Yup, the work could be done from anywhere. But the "anywhere" turned out to be Bangalore. After a year or so of validating the software infrastructure by having the local IT staff work from home, most of them were fired and replaced by new employees from India.

This scenario has played out all across America in company after company. Sometimes it is done via IT outsourcing and sometimes via foreign nationals with work visas who work for 1/3 the pay of experienced IT professionals.

Perhaps it is only fitting since most of the IT work done in the last 40 years was implemented to automate tasks done by clerical workers, factory workers, low level managers, accountants, etc, etc. Now it is IT jobs that are deskilled and outsourced and automated.

First they fired the office clerks but I didn't protest because I wasn't a clerical worker. ........ And then they fired me and there was no one left to protest.

Squinch

(50,955 posts)
13. Index mutual funds do just as well as, if not better than, managed funds at a
Tue Oct 22, 2013, 04:41 PM
Oct 2013

much lower cost. 2008 really highlighted the truth of this, but it is usually true even in regular economic times.

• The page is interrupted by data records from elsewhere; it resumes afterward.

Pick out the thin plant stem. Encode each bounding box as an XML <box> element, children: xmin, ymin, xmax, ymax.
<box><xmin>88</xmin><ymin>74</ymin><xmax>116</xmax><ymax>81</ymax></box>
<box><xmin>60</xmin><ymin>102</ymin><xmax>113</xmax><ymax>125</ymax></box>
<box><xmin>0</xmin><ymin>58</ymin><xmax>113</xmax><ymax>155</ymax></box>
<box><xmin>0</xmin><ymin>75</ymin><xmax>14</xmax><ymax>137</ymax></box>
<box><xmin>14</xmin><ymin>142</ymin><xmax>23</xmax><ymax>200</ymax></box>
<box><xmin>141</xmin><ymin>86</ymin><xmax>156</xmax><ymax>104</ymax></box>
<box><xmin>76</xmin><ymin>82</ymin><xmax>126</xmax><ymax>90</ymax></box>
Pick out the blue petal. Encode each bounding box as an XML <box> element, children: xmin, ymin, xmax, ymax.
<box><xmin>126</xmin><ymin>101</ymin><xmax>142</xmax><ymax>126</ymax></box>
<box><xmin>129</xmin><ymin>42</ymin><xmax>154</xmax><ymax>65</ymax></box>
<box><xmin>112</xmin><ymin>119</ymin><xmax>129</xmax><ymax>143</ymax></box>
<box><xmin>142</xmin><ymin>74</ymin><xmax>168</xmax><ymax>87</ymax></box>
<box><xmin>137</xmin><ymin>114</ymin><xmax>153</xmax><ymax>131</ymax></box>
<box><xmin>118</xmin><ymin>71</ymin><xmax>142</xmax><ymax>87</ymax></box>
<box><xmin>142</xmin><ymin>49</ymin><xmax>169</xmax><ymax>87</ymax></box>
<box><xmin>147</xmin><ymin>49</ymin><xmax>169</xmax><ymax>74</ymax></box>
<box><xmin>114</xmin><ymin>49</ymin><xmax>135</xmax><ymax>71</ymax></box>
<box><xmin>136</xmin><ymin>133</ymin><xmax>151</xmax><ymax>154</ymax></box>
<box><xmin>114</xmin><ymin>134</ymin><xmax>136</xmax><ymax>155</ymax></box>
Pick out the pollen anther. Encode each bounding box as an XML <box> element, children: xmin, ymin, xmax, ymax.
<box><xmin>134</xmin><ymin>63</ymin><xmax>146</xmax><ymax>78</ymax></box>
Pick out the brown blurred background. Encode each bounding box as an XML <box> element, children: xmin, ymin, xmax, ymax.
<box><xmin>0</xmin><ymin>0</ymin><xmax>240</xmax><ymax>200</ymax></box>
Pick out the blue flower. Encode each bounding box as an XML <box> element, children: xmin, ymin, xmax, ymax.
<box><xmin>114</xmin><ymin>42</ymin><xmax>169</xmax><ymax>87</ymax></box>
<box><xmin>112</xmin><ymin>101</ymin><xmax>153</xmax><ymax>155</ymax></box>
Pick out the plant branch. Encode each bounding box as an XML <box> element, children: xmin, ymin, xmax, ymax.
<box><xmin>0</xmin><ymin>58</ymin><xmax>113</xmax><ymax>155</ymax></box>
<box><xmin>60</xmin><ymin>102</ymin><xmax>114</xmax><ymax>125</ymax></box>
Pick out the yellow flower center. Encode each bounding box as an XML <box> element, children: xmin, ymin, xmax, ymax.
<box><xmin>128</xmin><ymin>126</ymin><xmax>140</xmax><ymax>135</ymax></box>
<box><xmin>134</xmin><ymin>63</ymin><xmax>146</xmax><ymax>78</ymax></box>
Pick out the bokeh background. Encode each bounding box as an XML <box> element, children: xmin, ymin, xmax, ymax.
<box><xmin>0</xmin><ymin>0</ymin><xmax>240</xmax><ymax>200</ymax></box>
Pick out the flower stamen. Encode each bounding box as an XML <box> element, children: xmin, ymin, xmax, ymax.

So, if anyone is paying attention, that is one place where it already should have happened.

Populist_Prole

(5,364 posts)
15. I can't tell if the tone of the article is
Tue Oct 22, 2013, 04:53 PM
Oct 2013

Either:

1) Of "The same sword we ( upper income white-collar ) used to carve up blue-collar america is being turned on us and we mustn't let that happen to us" tone

2) The "we shouldn't have went along with what happened to blue-collar america and now we've reaped what we've sown" view.

In other words, are they saying de-skilling and marginalization was wrong? Or are they saying "it's wrong because it's happening to us"?

phantom power

(25,966 posts)
18. The tone was: "this *is* going to happen, we ought to think about how to respond/adapt"
Tue Oct 22, 2013, 05:07 PM
Oct 2013

I think there are some similarities to (2), but I read it as more like: "for 30 years we told ourselves a story that the answer was an organized retreat into white collar jobs -- that story was never quite reality-based, but now it's going to get worse, because even the white collar jobs are going to be eroded."

Populist_Prole

(5,364 posts)
19. So, closer to #1 then
Tue Oct 22, 2013, 05:16 PM
Oct 2013

I know the tone of the article is supposed to be ostensibly pragmatic but it still sounds to me like they don't at all lament what happened to blue-collar america.

Recursion

(56,582 posts)
17. Our economic systems can respond to anything except plenty
Tue Oct 22, 2013, 04:56 PM
Oct 2013

It's kind of ironic. We have a system that prices based on scarcity, but if scarcity becomes a thing of the past, it has to be manufactured.